Abbreviations: ASD, atrial septal defect; CI, confidence interval; DORV-TGA, double outlet right ventricle with transposition of the great arteries; d-TGA, d-transposition of the great arteries; HLHS, hypoplastic left heart syndrome; LVOTO, left ventricular outflow tract obstruction; NC, not calculated; OR, odds ratio; RVOTO, right ventricular outflow tract obstruction; TAPVR, total anomalous pulmonary venous return; VSD, ventricular septal defect.

a

The pregestational type 1 analysis included 24 exposed and 10,840 unexposed controls. The pregestational type 2 analyses included 34 exposed and 10,840 unexposed controls.

b

Crude ORs and Fisher's Exact 95% CIs are presented for defects groups with 3–4 exposed cases and are italicized. For defects with ≥5 exposed cases, Firth's penalized likelihood estimates were adjusted for mother's age, race/ethnicity, education, body mass index (weight in kg/height in m), and study center. Estimates are not provided for analyses with <3 exposed cases.

c

The number of controls differed for the following type 1 birth defect analyses: pulmonary valve stenosis (21 exposed, 10,401 unexposed controls) and perimembranous VSD (14 exposed and 9,792 unexposed controls).

d

The number of controls differed for the following type 2 birth defect analyses: conoventricular VSD (16 exposed and 6,340 unexposed controls), pulmonary valve stenosis (34 exposed and 10,401 unexposed controls), perimembranous VSD (16 exposed and 6,340 unexposed controls).

We estimated ORs for pregestational type 2 diabetes and 39 birth defect groups (Tables 2 and 3), of which 28 were adjusted and 11 were crude estimates. Adjusted ORs for pregestational type 2 diabetes ranged from 1.6 to 59.9. As with type 1 diabetes, we observed the strongest association for type 2 diabetes and sacral agenesis (aOR: 59.9; 95% CI: 25.4–135.2). All but two included cardiac birth defects (d-transposition of the great arteries and total anomalous pulmonary venous return) were associated with pregestational type 2 diabetes and the strongest association among cardiac defects was for single ventricle defect (aOR: 29.6; 95% CI: 13.5–61.7). We also observed aORs ≥10 for pregestational type 2 diabetes and holoprosencephaly (aOR: 14.4; 95% CI: 5.7–32.4), heterotaxy (aOR: 11.8; 95% CI: 5.4–24.1), truncus arteriosus (aOR: 20.3; 95% CI: 8.7–44.0), conoventricular septal defects (aOR: 22.6; 95% CI: 7.7–60.5), and atrioventricular septal defects (aOR: 12.5; 95% CI: 5.7–25.2).

For isolated cases, pregestational type 1 diabetes was significantly associated with 15 of the 19 assessed defects with aORs ranging from 3.2 to 328.0 (Tables S1 and S2). Pregestational type 2 diabetes was significantly associated with 17 of 27 isolated birth defects assessed with aORs ranging from 2.5 to 18.8. For both type 1 and type 2 diabetes, these estimates were generally similar to those from the main analysis in which both isolated and multiple cases were analyzed together.

Of the 276 mothers with pregestational type 1 diabetes in our main analysis, 76.1% (191 cases; 19 controls) were diagnosed at age 20 or younger. We saw no meaningful differences in OR estimates when we limited the analysis to mothers who were diagnosed at a younger age (data not shown).

4 ∣. DISCUSSION

We observed strong associations between pregestational diabetes of either type and most birth defects assessed. Pregestational type 1 diabetes had strong, statistically significant ORs for 22 defects. We observed strong, statistically significant ORs for pregestational type 2 diabetes and 29 defects. Most defects for which we observed increased risk were associated with both types of diabetes. For the defects with five or more exposed cases, adjusted estimates were similar regardless of diabetes type.

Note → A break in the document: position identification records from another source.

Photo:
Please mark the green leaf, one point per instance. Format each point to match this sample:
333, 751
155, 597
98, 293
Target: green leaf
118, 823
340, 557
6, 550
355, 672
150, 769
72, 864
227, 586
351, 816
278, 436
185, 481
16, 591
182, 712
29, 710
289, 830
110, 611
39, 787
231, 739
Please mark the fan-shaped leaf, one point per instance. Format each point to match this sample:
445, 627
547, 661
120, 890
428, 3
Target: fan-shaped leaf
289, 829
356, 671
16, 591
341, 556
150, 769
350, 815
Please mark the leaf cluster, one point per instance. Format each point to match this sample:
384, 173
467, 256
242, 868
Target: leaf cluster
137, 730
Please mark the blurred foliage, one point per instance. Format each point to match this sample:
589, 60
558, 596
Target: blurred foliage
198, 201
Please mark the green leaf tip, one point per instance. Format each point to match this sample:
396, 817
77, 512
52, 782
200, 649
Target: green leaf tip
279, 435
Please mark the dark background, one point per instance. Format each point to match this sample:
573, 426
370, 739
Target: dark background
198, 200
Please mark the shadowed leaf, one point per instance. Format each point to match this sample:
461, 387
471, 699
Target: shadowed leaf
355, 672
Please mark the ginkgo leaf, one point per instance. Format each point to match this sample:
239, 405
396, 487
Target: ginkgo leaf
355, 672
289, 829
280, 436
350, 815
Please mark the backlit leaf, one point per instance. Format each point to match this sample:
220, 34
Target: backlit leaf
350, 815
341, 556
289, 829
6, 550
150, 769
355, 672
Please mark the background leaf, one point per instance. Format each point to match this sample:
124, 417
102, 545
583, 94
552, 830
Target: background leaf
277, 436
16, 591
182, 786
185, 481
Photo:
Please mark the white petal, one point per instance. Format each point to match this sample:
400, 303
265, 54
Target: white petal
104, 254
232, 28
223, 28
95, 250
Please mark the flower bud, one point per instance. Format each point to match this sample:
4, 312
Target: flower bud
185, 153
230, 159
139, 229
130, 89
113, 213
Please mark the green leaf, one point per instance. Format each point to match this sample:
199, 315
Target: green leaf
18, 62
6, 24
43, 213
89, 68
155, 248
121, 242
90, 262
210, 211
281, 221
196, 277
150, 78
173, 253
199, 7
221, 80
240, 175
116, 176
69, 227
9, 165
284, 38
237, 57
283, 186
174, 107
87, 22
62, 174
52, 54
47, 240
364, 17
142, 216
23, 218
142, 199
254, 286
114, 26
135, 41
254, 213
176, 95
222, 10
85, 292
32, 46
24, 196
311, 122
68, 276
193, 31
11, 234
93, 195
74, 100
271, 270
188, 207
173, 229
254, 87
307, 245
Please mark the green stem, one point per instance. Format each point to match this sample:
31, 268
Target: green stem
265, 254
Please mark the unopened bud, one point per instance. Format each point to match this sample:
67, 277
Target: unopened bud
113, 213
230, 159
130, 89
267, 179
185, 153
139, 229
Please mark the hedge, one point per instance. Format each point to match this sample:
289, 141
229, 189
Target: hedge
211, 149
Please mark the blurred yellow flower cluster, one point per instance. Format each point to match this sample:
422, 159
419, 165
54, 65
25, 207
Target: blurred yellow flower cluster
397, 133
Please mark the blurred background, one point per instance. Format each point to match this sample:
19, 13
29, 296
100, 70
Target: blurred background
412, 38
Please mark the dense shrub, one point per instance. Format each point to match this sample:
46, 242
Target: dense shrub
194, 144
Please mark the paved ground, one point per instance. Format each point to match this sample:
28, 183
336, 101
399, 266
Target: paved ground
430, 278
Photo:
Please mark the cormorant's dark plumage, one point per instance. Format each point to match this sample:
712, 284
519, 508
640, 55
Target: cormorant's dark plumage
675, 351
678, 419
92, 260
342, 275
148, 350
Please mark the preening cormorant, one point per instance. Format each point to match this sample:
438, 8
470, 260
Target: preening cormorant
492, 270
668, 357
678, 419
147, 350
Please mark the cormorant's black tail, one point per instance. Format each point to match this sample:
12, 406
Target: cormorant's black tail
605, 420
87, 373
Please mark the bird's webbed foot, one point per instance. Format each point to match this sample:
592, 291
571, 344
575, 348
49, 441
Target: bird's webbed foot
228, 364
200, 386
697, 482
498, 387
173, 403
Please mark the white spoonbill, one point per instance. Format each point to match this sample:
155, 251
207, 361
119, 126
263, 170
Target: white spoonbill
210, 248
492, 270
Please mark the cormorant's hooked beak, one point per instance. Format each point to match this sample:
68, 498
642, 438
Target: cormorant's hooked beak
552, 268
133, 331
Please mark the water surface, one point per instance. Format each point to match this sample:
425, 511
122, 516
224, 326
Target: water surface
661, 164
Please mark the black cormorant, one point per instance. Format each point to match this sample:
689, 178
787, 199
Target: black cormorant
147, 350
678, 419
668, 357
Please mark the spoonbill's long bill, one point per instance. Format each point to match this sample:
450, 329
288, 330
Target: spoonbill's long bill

Pregestational diabetes is an established risk factor for birth defects. While pregestational diabetes and risk of birth defects has been studied previously, we were able to calculate estimates for specific major birth defects rather than overall groupings based on body system. Some studies have found higher rates of a combined birth defect outcome among women with pregestational type 1 diabetes compared with women with pregestational type 2 diabetes but did not explore specific birth defects (Lapolla et al., 2008; Murphy et al., 2017; Peticca et al., 2009). Gonzalez-Gonzalez et al. (2008) found similar associations for pregestational type 1 and type 2 diabetes and the risk of birth defects, but did not evaluate specific defects. In contrast, Clausen et al. (2005) observed that pregestational type 2 diabetes was more strongly associated with birth defects than pregestational type 1 diabetes.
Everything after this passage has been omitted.